Lessons from Automating Social Media Monitoring
By Jeffrey Henning
Social media monitoring can be fragile.
I’ve been recapping the top 5 research links of the week since I coined the #MRX hashtag back in July of 2010. Originally I did it by hand, and then I had one of my sons automate the process for me in June of 2011. He had to make some minor tweaks to it whenever there were changes to the Twitter API (its Application Programming Interface, which is the way other programs are instructed to interact with Twitter as opposed to fetching and parsing its web pages).
As people use social media differently, as programs interact with it differently, as APIs change, social media monitoring programs can behave strangely. For instance:
- At some point along the way, we stopped giving stories from The New York Times the clout they deserved, as their paywall interfered with how we looked up the URL. (Sadly, this is still a problem.)
- When we wrote the system, Twitter didn’t have embedded images. People used third-party tools for that.

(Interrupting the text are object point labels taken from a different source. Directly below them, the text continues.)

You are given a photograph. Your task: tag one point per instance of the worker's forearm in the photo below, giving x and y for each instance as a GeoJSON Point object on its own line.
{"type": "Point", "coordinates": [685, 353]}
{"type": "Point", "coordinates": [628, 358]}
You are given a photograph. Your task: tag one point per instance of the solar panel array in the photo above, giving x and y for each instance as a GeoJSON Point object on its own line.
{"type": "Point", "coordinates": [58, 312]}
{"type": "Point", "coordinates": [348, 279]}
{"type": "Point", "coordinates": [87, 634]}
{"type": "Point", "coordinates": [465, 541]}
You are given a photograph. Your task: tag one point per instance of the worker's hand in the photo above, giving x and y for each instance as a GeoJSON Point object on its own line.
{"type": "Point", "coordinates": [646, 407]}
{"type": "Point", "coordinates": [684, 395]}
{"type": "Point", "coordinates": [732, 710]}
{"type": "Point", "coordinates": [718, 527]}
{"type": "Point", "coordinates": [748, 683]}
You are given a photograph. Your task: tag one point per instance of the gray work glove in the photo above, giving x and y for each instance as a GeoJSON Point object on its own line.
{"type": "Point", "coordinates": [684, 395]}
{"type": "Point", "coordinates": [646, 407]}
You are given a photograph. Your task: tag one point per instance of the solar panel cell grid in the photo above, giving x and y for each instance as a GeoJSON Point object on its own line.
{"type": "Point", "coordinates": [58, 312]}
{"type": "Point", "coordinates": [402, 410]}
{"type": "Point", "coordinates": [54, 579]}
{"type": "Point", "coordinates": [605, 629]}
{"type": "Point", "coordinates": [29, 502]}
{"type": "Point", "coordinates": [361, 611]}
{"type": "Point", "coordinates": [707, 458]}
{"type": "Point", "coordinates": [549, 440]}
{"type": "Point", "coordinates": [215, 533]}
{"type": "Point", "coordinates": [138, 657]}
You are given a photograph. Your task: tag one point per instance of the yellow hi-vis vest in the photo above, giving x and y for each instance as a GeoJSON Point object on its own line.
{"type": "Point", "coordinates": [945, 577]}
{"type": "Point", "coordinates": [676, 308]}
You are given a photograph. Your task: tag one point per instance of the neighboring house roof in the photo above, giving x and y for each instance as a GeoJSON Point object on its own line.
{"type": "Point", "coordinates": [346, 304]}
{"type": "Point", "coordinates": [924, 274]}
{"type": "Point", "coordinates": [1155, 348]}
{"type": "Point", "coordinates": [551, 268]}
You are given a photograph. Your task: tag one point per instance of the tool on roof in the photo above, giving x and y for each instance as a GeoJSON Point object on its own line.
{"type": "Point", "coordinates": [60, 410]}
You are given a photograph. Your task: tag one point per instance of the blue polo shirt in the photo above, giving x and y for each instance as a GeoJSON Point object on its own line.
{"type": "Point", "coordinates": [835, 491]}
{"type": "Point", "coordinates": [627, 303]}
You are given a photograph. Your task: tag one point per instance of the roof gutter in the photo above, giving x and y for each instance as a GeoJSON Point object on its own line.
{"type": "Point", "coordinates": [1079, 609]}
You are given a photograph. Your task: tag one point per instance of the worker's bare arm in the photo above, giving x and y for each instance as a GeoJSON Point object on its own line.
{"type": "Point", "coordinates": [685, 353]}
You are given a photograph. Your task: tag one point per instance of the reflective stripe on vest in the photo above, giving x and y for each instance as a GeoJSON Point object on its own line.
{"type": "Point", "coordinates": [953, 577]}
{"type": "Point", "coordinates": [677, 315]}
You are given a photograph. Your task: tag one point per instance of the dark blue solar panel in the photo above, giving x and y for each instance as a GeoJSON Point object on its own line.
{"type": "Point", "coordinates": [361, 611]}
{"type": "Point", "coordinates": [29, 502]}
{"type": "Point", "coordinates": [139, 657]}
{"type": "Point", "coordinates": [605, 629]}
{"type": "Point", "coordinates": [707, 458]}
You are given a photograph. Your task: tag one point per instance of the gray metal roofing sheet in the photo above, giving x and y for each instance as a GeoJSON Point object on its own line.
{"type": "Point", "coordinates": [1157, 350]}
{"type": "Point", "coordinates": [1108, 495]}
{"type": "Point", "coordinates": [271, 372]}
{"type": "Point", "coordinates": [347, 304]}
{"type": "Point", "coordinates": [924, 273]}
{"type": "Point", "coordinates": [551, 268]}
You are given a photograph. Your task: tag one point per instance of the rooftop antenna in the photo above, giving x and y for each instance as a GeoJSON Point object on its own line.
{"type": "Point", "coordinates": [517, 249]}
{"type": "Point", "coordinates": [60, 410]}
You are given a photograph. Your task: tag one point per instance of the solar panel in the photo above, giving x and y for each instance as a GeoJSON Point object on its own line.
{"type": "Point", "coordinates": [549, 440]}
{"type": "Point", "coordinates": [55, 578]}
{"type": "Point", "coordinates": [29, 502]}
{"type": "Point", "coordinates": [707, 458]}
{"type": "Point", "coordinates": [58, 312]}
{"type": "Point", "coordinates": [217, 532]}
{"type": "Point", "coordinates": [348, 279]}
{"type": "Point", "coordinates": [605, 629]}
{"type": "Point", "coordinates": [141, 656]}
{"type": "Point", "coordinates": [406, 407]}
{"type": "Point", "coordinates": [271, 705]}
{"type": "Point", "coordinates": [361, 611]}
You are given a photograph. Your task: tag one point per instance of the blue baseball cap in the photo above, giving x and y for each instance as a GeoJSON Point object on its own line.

Now that Twitter supports embedded images (e.g., https://pbs.twimg.com/media/B1SpTxTCYAAHKin.png:large from this tweet), sometimes the URL of an image would confuse our system.
- When the system was originally written, emoji was not as prevalent. The initial implementation could not handle emoji and a variety of other obscure characters, so it ignored tweets with these symbols. Once emoji was added to the default keyboards of both iPhone and Android in 2011 and 2013 respectively, these symbols got used more often and our system would ignore more and more tweets.
- The worst news at some point is that our system started producing bad data, and I didn’t notice, as it occasionally highlighted a top story that wasn’t a top story at all. This wasn’t because of an explicit change to the Twitter API, but a change to how data was returned. Sometimes, for no reason that we can tell, the URL would be returned as “t.co/…” and would inflate the count of another story. (Twitter uses its own URL shortener, t.co, even if you’ve already used a third-party URL shortener to get around the 140-character limit.)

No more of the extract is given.